Doctor Says Aborting Babies With Down Syndrome is Done “Out of Love and Compassion”

Opinion   |   Micaiah Bilger   |   Apr 4, 2016   |   2:00PM   |   Washington, DC

Disability rights advocates have made great strides in recent years to educate society about the value of people’s lives, no matter what their abilities. But abortion activists are thwarting this progress by fighting against laws that protect disabled babies from discrimination in the womb.

This week, several major news outlets published a particularly insulting column about people with disabilities. The author, Katherine McHugh, an OBGYN from Indianapolis, called caring for disabled children “horror” and argued that their mothers should be able to abort them, no matter how minor their “abnormality.”

katherinemchughMcHugh (pictured right) blasted Indiana state lawmakers for passing a series of pro-life measures in March. The new law bans abortion doctors from knowingly aborting an unborn baby solely because of a genetic disability such as Down syndrome, the unborn baby’s race or sex. The bill also has several other abortion-related measures, including a requirement that aborted or miscarried babies’ bodies be cremated or buried and another requirement that abortionists who have hospital admitting privileges renew them annually.

McHugh wrote:

Supporters of the new law, such as [Gov. Mike] Pence, say the measure “affirms the value of all human life.” And yes, some women do choose to carry abnormal pregnancies to term. I am honored to care for them and their babies. I have held and comforted babies as they died, because their mothers were too grief-stricken to bear it. I have cried with families as we watched their babies breathe their last breath.

Not every woman can handle such horror. In the United States, abortion is an ethical, safe, appropriate and – with the exception of North Dakota and Indiana – legal medical option in the case of severe anomalies, one that spares women the emotional pain of stillbirth or the loss of an infant. That loss is dismissed and diminished by this law and by those who support it; the law doesn’t save babies, it just forces a horrific fate onto both mother and child. It includes an exception only for termination of babies who would die within three months of being born, as if three months is enough time to justify forcing all women to take on the risks of carrying a pregnancy to term and delivering a baby, only to watch it die.

Later, she added:

Preventing women with these fetal diagnoses from choosing abortion forces them to watch their children die a slow, painful, premature death. My colleagues and I are already asking one another whether we should even offer prenatal screening now that there’s no legal choice to end a pregnancy because of the results.

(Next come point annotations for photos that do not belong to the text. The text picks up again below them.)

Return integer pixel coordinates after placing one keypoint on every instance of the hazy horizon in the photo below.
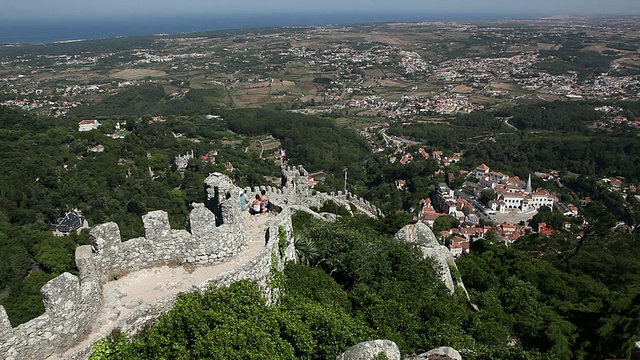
(113, 9)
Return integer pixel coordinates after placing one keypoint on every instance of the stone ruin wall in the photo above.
(296, 191)
(72, 303)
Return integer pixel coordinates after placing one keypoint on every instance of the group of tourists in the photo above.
(259, 205)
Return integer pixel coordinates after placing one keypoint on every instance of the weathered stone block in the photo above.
(156, 225)
(368, 350)
(60, 294)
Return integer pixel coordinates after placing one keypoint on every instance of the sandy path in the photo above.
(148, 286)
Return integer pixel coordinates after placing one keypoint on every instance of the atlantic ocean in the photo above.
(47, 31)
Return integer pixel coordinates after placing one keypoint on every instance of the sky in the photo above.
(96, 9)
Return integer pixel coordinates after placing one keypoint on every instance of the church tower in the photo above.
(527, 189)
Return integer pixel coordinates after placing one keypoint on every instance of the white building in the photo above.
(88, 125)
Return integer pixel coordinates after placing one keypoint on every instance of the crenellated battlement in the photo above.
(217, 234)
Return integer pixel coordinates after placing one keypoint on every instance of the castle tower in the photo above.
(527, 189)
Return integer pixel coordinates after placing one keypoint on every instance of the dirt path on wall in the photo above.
(148, 286)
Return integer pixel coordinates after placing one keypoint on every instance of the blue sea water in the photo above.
(46, 31)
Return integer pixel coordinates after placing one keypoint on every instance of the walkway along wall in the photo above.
(72, 303)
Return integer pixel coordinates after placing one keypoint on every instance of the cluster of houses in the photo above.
(512, 193)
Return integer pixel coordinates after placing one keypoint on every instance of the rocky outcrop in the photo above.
(369, 350)
(421, 235)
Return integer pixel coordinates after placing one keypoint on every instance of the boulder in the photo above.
(422, 235)
(441, 353)
(368, 350)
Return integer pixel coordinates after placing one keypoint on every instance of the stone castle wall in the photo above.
(72, 303)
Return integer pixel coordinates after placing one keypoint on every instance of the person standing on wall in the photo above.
(265, 201)
(256, 206)
(244, 200)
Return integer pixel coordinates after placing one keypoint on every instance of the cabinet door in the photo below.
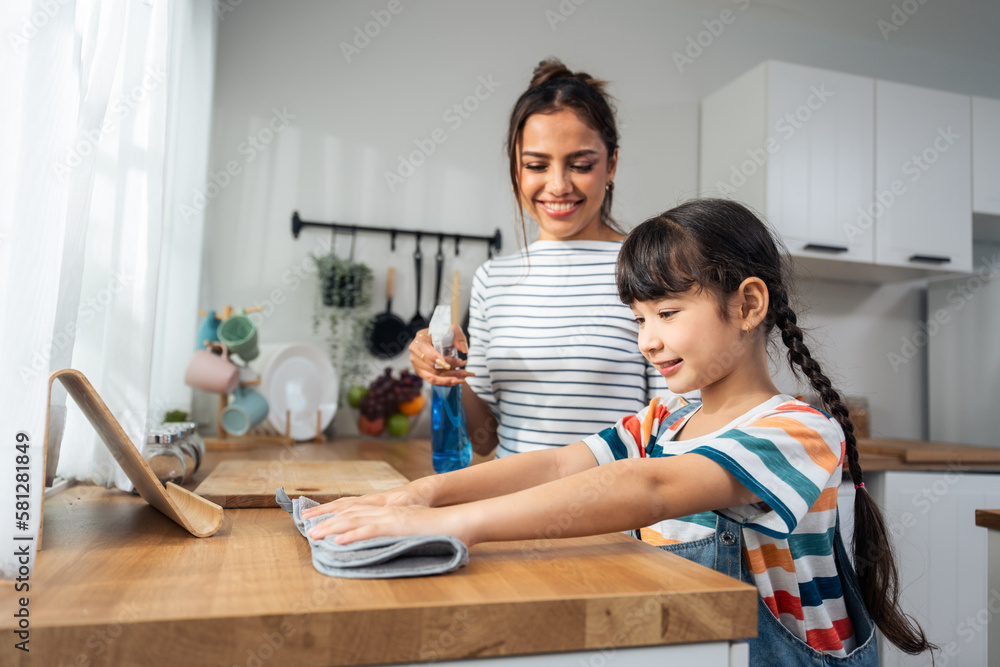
(986, 156)
(821, 172)
(942, 558)
(923, 192)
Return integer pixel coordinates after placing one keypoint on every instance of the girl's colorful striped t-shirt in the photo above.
(789, 454)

In other words, McHugh believes the woman should have the choice to intentionally kill her baby in a brutal, painful late-term abortion. But allowing the child to die naturally with comfort care from doctors, not to mention giving the woman a chance to spend time with her baby during its short life, is “a horrific fate.”

After going through a list of genetic disorders that cause serious health problems and short life expectancies, McHugh argued that any “abnormality,” no matter how minor, is a good reason for a woman to abort her unborn child:

Not all prenatally diagnosed disabilities are fatal, of course. Scientific advances can detect abnormalities with increasing accuracy, allowing families to decide whether having a child with a disability is right for them. Again, what is important is that they have the right to choose. That choice is not the radical outlier Indiana’s new law might suggest: Research suggests that women terminate between 60 and 90 percent of pregnancies diagnosed with Down syndrome. These decisions are made out of love and compassion, a seemingly obvious concept but one that bears emphasizing.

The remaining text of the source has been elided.